Это первый год, когда их будет принимать Менелик, гордо сказала я капитану. Первые корабли, которые он поприветствует как царь.
Капитан хотел знать, не скучаю ли я по трону, от которого отреклась. Нет, ответила я, здесь, в Пунте, гораздо тише, мешают только цикады. Яфуш, который в эти дни больше сидит, чем стоит подле меня, со мной согласен.
Но скажи, спросила я, есть ли у тебя послание для меня?
И он подал мне свиток, как делал уже много раз. Однако на этот раз — со вздохом.
Царя больше нет, сказал он мне, царь ушел вслед за праотцами. Это последнее письмо.

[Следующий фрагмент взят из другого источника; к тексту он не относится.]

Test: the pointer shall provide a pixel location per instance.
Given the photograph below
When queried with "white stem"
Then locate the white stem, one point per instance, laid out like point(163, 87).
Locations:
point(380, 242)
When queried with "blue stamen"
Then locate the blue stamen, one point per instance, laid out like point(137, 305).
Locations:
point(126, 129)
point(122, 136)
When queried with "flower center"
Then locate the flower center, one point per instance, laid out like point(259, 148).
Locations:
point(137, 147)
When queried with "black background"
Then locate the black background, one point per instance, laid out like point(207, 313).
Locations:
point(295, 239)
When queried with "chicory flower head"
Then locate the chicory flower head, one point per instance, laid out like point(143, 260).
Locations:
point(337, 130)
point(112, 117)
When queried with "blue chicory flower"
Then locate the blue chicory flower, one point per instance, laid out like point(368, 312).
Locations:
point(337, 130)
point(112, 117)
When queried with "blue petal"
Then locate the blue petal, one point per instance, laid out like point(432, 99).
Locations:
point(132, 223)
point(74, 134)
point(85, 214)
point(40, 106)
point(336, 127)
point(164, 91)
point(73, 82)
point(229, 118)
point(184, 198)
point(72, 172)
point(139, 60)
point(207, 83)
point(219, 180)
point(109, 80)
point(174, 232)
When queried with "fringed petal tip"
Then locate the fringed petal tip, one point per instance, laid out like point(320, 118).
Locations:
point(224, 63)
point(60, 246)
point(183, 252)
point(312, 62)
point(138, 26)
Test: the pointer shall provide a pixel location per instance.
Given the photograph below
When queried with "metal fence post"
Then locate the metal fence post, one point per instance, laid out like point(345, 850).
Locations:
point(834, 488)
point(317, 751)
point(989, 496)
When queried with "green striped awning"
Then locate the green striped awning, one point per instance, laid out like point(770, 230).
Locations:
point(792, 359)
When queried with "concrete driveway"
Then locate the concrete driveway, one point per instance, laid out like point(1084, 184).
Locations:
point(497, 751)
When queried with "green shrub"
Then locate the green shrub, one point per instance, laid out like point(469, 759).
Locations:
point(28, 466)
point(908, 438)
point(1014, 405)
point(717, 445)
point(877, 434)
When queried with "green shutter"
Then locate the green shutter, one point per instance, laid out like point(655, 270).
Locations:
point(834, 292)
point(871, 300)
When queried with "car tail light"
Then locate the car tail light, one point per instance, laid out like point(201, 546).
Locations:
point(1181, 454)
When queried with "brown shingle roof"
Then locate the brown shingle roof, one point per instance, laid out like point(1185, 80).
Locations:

Мои пальцы дрожат. Я хочу быть одна.
И когда остаюсь одна, прижимаю свиток к груди, прежде чем сломать его печать. Я читаю последнюю песнь царя, и слезы приходят, но это не слезы печали.
Он помнил наш сад.
И закончил нашу историю.
Положи меня, как печать, на сердце твое,
Как перстень, на руку твою.
Ибо крепка, как смерть, любовь…
Большие воды не могут потушить любви,
И реки не зальют ее.
Поспеши, любимая. Поспеши.
Объединенное царство Соломона распалось в период правления его преемника, Ровоама, и десять колен Израилевых на севере отделились от двух колен Иуды на юге. Иеровоам, вернувшись из Египта, возглавил восстание северных колен после того, как Ровоам не только отказался снизить налоги для северного народа, но и пообещал увеличить их в десять раз. Иеровоам правил Израилем двадцать два года, а Ровоам Иудеей — семнадцать лет. Между двумя правителями весь период их царствования шла война.